In the early 1900s, Anthony, a young Italian immigrant to the United States, was being screened at New York’s Ellis Island. In those days, one requirement for entry into the country was having at least twenty dollars to ensure that you could support yourself until you found work. Anthony, unaware of that requirement, had only sixteen dollars. He therefore would have been sent back to Italy, except for the kindness of a passing stranger who gave him the four dollars he needed.
Elated at the man’s compassion, Anthony thanked him profusely and promised to repay him as soon as he could. However, in the excitement and confusion of the admission process, he didn’t get the man’s name or address. In the weeks and months that followed, he tried numerous times to get that information, but always failed.
Anthony first got a railroad job in a NYC railroad station. Eventually, he moved to Rochester NY and in time became the stationmaster there. But he never forgot the generosity of the man at Ellis Island. Since he could not repay that kindness, he decided to practice his gratitude by being generous to those around him.
Once, as Anthony was walking through the station, he noticed a woman sitting on a bench. Next to her sat a small child drinking a bottle of milk. The milk was so spoiled that Anthony could smell it as he passed. Inquiring about the woman’s circumstances, he learned that she was traveling to a distant city to meet her husband. She had a ticket on a train leaving the next morning, but no money for food or lodging. Anthony took her and the child to a restaurant and bought them a meal. Then he took them to a nearby hotel and arranged for their lodging.
On another occasion, he noticed a man in a clerical collar staggering through the terminal, reeking of alcohol. Many people would have simply judged the man unworthy of his vocation and walked on. But Anthony asked him where he was going. Though his tongue was thick, the man managed to explain through his tears that his mother had died suddenly, and he was traveling to her funeral. Anthony concluded that his drunken state was attributable to grief rather than dissolution, so he removed the man’s clerical collar and put it in the man’s pocket. Then he called a cab and told the driver to take the man to a nearby hotel and charge the room to him. (By then local innkeepers were familiar with Anthony’s kindness and knew that he would pay them.) The next morning the clergyman, sober and ashamed, found Anthony at the train station, reimbursed him, and gave him a special blessing.

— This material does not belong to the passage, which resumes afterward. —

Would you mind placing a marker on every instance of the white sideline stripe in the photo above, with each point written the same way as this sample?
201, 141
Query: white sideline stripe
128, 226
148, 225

Anthony’s daughter is a friend of mine, and she told me these and other stories of her father’s kindness over the years, each one performed in appreciation of that stranger’s compassion at Ellis Island. She added that throughout her father’s life, whenever he spoke of that stranger, his eyes filled with tears of gratitude.
Whenever I recall Anthony’s story, I am moved by its profundity. The stranger’s single act of kindness for Anthony shaped Anthony’s entire life, and that life became an example of kindness for at least hundreds and perhaps thousands of other lives and, through them, continues to bless the world. The quiet message contained in these events inspires all who read it, and brings hope to a world that increasingly needs it.